La tecnología no es el problema en sí misma. Es una herramienta poderosa, capaz de ampliar horizontes y democratizar oportunidades. El desafío radica en cómo decidimos emplearla. Cuando la utilizamos para confirmar amplificar ideologías o discursos antinaturales, vacíos o sustituir el encuentro humano por interacciones superficiales, estamos renunciando a su potencial transformador.
Otro síntoma inquietante es la progresiva trivialización del debate público. En múltiples latitudes, el espectáculo reemplaza al argumento. Las “pachucadas” de líderes políticos se viralizan más que sus propuestas. Declaraciones altisonantes generan más interacción que análisis técnicos. La política, que debería ser un espacio de deliberación racional sobre el bien común, se convierte con frecuencia en un escenario de entretenimiento.
Investigaciones citadas en la Journal of Democracy han señalado cómo la polarización y la simplificación extrema del discurso reducen la calidad de la deliberación pública y erosionan la confianza institucional. Cuando la conversación colectiva se reduce a consignas y memes, el espacio para la reflexión profunda se contrae.
Al mismo tiempo, observamos un repliegue hacia el individualismo exacerbado. El éxito se mide casi exclusivamente en términos de acumulación material o visibilidad digital.
Por otro lado, el fenómeno de la soledad, por ejemplo, se ha convertido en un tema de estudio relevante. En países europeos como España, se han documentado casos de personas que fallecen solas en apartamentos urbanos, sin redes de apoyo cercanas.
No se trata de cuestionar el afecto hacia las mascotas, que pueden ofrecer compañía y beneficios psicológicos. El problema emerge cuando el reemplazo del vínculo humano por el vínculo exclusivamente animal refleja una incapacidad o desinterés por sostener relaciones con otras personas.
La convivencia humana implica conflicto, negociación, responsabilidad; exige un esfuerzo que la cultura de la comodidad tiende a esquivar.
La educación, nuevamente, se sitúa en el centro del debate. No basta con ampliar la cobertura escolar o universitaria. Es imprescindible fortalecer la calidad del pensamiento crítico, la comprensión lectora, la formación ética y la capacidad de argumentar con rigor.
Sumado a esto, la alfabetización digital debe ir acompañada de alfabetización mediática, que permita distinguir información verificada de manipulación interesada.
La promesa tecnológica de alcanzar las estrellas —literal y metafóricamente— sigue vigente.

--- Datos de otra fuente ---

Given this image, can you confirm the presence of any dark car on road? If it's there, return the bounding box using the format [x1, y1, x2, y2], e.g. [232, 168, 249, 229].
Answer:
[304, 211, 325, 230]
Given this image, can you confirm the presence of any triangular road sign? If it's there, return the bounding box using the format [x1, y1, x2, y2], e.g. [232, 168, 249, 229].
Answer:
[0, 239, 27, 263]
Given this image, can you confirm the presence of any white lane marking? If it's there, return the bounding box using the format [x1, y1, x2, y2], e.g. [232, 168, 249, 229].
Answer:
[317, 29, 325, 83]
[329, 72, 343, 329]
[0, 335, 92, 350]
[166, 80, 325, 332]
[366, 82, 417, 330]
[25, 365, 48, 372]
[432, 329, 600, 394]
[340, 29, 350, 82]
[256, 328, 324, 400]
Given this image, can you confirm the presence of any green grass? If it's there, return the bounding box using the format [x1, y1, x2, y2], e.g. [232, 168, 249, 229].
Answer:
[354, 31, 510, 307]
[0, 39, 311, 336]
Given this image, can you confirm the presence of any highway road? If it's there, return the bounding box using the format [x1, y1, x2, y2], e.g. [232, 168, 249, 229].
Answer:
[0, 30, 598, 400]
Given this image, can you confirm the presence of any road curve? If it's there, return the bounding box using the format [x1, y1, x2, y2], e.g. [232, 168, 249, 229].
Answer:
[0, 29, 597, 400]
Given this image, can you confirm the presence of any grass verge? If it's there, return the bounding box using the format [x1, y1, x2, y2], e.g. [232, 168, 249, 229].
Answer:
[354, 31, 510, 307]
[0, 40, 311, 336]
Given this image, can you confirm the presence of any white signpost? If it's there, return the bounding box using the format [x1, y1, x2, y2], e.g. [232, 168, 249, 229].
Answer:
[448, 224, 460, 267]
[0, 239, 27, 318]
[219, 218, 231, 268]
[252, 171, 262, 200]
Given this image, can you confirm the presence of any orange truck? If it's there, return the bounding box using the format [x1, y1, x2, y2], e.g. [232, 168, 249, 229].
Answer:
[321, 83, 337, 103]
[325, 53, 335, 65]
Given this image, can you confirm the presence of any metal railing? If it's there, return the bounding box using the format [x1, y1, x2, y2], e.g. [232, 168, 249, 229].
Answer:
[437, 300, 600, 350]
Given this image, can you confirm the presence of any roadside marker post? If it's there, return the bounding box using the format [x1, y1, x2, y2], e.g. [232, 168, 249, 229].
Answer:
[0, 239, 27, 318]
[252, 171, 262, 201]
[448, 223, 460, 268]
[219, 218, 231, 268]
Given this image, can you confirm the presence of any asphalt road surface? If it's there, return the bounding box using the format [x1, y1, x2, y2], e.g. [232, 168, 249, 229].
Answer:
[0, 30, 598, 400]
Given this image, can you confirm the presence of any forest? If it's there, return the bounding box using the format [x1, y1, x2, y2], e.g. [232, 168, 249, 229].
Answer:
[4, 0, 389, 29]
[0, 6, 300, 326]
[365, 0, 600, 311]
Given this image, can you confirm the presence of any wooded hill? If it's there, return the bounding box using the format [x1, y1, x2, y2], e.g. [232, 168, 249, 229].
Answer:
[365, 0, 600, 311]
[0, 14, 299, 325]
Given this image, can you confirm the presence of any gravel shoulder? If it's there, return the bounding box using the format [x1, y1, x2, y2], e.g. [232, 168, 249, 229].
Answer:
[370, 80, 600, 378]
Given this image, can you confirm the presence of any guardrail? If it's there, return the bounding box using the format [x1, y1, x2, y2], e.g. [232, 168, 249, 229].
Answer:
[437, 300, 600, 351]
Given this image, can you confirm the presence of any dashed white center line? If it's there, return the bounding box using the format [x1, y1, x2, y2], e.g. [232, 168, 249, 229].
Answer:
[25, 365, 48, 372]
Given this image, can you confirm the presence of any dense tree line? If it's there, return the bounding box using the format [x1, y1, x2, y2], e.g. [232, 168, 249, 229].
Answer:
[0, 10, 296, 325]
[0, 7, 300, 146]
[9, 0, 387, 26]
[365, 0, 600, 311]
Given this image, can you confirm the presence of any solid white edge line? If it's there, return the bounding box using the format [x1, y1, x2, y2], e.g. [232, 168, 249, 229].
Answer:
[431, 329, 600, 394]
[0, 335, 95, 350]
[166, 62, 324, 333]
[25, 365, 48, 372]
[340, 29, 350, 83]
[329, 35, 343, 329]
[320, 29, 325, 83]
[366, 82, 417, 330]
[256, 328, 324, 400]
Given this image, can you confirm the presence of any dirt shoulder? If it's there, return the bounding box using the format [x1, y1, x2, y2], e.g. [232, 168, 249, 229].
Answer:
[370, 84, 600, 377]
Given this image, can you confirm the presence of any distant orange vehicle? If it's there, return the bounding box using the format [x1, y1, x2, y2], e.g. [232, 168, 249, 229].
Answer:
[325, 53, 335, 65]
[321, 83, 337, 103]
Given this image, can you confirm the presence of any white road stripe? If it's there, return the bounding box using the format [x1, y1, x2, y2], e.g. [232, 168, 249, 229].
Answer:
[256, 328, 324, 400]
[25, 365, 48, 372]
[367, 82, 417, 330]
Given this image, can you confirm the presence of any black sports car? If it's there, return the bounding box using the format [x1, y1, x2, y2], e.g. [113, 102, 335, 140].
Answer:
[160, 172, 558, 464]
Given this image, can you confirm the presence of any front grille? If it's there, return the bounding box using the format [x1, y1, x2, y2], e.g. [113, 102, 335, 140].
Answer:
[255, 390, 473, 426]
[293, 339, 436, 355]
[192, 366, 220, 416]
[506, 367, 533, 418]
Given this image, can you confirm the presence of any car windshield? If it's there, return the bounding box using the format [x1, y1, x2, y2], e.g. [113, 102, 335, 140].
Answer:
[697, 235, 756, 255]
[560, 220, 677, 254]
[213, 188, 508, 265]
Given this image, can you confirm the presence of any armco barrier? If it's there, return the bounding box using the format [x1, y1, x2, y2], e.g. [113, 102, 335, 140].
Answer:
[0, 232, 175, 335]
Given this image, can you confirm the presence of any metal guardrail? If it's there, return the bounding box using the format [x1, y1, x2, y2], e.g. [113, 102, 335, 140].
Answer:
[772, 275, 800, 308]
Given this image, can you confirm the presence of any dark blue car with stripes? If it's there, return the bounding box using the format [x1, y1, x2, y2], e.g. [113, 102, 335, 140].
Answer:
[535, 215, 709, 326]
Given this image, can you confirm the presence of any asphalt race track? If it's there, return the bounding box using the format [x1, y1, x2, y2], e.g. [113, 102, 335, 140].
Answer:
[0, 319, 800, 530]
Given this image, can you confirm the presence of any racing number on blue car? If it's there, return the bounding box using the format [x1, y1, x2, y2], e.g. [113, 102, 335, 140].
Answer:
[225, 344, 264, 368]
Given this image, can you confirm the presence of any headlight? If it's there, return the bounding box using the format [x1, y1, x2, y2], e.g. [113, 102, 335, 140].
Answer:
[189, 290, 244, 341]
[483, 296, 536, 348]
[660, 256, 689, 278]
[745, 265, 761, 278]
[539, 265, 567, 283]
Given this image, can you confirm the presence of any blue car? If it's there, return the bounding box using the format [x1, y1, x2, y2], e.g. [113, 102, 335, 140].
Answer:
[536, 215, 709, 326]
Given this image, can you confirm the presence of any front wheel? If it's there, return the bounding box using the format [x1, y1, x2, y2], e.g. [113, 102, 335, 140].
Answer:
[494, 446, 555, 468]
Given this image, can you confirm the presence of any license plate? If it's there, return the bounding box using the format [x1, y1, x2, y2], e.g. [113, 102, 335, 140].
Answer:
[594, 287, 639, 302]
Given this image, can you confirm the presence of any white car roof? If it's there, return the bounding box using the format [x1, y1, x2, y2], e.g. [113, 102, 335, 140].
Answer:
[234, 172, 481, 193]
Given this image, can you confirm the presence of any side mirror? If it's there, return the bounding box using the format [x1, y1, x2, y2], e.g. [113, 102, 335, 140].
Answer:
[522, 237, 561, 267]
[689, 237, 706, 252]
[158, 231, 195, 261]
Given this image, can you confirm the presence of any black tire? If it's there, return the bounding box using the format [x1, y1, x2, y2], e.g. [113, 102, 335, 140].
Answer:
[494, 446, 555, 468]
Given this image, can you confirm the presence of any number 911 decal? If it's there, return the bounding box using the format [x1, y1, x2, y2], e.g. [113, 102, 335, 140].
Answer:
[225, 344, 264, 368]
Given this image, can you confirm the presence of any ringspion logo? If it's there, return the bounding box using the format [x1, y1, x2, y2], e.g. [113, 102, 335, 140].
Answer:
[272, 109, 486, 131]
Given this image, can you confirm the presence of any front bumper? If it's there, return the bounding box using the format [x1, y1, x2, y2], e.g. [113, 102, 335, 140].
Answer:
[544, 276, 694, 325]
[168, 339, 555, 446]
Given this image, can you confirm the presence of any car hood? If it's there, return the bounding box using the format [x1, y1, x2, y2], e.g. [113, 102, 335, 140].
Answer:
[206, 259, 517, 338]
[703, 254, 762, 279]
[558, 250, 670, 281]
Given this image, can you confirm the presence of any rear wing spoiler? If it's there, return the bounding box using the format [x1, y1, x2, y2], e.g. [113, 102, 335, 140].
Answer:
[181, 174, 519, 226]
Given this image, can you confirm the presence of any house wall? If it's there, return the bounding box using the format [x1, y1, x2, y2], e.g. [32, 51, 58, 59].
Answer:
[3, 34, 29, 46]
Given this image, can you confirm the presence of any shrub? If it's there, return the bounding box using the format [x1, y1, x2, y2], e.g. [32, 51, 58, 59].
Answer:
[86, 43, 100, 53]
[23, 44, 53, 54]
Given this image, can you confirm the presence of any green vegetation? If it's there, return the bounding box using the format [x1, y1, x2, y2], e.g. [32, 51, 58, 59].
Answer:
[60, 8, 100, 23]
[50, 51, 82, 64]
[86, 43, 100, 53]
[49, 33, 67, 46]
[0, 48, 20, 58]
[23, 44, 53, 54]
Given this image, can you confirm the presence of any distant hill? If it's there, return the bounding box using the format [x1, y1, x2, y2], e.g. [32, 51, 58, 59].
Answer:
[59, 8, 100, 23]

Los avances en exploración espacial, inteligencia artificial y biotecnología abren horizontes fascinantes. Pero la pregunta esencial persiste: ¿qué tipo de humanidad queremos proyectar hacia el futuro?
El progreso material sin progreso moral puede conducir a escenarios de alto riesgo. La historia del siglo XX demostró que sociedades altamente desarrolladas en términos científicos podían, al mismo tiempo, incurrir en atrocidades. La razón, desprovista de ética, no garantiza humanidad.
La evolución nos dotó de un cerebro capaz de imaginar futuros posibles. Esa facultad nos distingue. Negarla es, en cierto modo, denigrar miles de años de desarrollo cultural y científico. La autopercepción como sujetos racionales y responsables no es arrogancia; es una exigencia ética.
Reivindicar nuestra humanidad no implica negar nuestras debilidades, sino asumirlas. Implica educar con rigor, debatir con argumentos, consumir información con criterio y participar en la vida pública con responsabilidad.
Si la modernidad nos enseñó algo, es que el progreso auténtico no se mide solo en aparatos o en cifras de dinero, sino en la calidad ética de nuestras decisiones colectivas. Recuperar esa brújula es el desafío más urgente de nuestro tiempo.